US federal cyber officials will ask industry leaders to help shape the regulatory structure for cybersecurity incident reporting, according to Cyberscoop.
This was reported on behalf of Cybersecurity and Infrastructure Security Agency director Jen Easterly.
This framework follows the newly passed law by President Biden that requires critical infrastructure owners and operators to report major cyberattacks to CISA within 72 hours and ransomware attacks within 24 hours.
CISA remarked that it will use the reports to rapidly deploy resources to victims under attack and share information with network defenders. Easterly detailed that she wants to work with industry to create a smart regulatory apparatus that doesn’t create problems for the private sector.
She added, “This will finally allow us a much better understanding what’s going on across the ecosystem.
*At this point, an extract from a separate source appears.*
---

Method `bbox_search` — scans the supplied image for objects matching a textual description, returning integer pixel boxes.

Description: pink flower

We don’t want to burden industry and we don’t want to burden the federal government with noise either.”
Easterly said that after CISA issues a request for information from the private sector, she intends to also host several listening sessions with industry to ensure the rule-making process is consultative.
She continued, “There’s amazing, amazing talent out there in the defense community, and we need to harness that to make sure that we are building and defending a secure and resilient ecosystem to make adversaries’ jobs much harder. This is the thing — attackers have budgets, too. We have to work together to make sure that we are increasing the marginal cost of their investment.”
CISA recently revealed it was looking to bolster its efforts to fight disinformation leading up to the 2024 Presidential Election.
According to Cyberscoop, CISA director Jen Easterly said that the danger of disinformation has become an ‘incredibly difficult problem’.